Les marais salants d'Enfeh au Liban menacés par un nouveau complexe hôtelier

Vue aérienne d'Enfeh. Photo ‘Lebanon Untravelled’. Utilisation autorisée.

Après Ramlet el Bayda à Beyrouth, le bord de mer rocheux de Kfarabida et le port antique d'Adloun, les marais salants historiques d'Enfeh, une localité dans le nord, pourraient devenir la nouvelle victime de la longue litanie de privatisations littorales au Liban.

Le 16 mai 2018, tout juste dix jours après les premières élections nationales en neuf ans, le Haut comité à l'Urbanisme mettait son veto à un hôtel projeté dans le cadre d'une auto-proclamée ‘opération immobilière Natour’ (‘Natour Development’) à Enfeh, invoquant la signification écologique, environnementale, historique et culturelle de la péninsule de Deir El Natour où devrait être édifié le complexe hôtelier.

Mais de sérieux doutes demeurent quant à savoir si le gouvernement suivra les recommandations du Haut comité. Il existe d'ores et déjà des informations contradictoires sur la position de l'administration.

Quelque 700 hectares de terrain littoral publiquement accessibles pourraient être ouverts aux promoteurs privés pour un complexe touristique comprenant hôtels, bungalows, bars et boîtes de nuit, un golf et une marina, faisant partie d'un projet plus vaste de 81 hectares.

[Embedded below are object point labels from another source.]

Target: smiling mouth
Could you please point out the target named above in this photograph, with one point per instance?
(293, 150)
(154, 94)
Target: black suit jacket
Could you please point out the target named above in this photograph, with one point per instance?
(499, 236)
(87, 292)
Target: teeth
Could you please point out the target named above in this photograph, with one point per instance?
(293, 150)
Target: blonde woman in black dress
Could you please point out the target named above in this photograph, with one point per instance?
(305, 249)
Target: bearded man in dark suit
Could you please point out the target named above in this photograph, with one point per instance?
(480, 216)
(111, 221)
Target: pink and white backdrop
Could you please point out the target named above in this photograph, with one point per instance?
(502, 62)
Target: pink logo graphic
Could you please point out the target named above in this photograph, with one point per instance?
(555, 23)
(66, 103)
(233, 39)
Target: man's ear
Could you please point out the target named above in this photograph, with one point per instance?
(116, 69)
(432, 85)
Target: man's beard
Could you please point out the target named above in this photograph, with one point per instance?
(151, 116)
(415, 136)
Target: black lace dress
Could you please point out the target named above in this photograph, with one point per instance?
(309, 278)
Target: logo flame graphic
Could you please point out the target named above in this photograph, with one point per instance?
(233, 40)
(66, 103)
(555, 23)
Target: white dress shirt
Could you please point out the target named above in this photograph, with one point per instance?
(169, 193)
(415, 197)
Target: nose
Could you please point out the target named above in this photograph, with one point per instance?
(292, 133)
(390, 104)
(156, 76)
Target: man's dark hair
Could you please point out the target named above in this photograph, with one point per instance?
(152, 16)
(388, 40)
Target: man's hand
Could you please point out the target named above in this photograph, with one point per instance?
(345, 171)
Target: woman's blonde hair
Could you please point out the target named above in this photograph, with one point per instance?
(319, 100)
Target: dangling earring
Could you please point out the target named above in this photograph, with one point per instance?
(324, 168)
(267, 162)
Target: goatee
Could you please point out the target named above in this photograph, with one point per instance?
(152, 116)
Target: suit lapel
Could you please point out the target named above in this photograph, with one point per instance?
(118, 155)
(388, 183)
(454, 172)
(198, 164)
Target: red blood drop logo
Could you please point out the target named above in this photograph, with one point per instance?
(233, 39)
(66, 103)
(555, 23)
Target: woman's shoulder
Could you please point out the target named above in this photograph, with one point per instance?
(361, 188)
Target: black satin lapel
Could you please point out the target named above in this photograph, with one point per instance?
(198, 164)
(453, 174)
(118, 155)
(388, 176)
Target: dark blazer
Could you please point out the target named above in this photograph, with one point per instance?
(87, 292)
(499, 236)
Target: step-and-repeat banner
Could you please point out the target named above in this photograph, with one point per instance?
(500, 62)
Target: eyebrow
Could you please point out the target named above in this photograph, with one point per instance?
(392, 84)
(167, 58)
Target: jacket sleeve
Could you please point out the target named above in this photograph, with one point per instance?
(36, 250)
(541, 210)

Possédé et géré par Al Dair Holding, qui fait partie de Malia Group, ‘Natour Development’ est un projet des ex-députés Mohammad Safadi et Maurice Fadel (décédé depuis), ainsi que de l'industriel Jacques Sarraf.

Comme Timour Azhari l’expliquait dans le quotidien anglophone ‘The Daily Star’, la dénomination du projet est empruntée à Deir al-Natour, un monastère grec-catholique sis sur un promontoire entouré de marais salants et d'une végétation endémique.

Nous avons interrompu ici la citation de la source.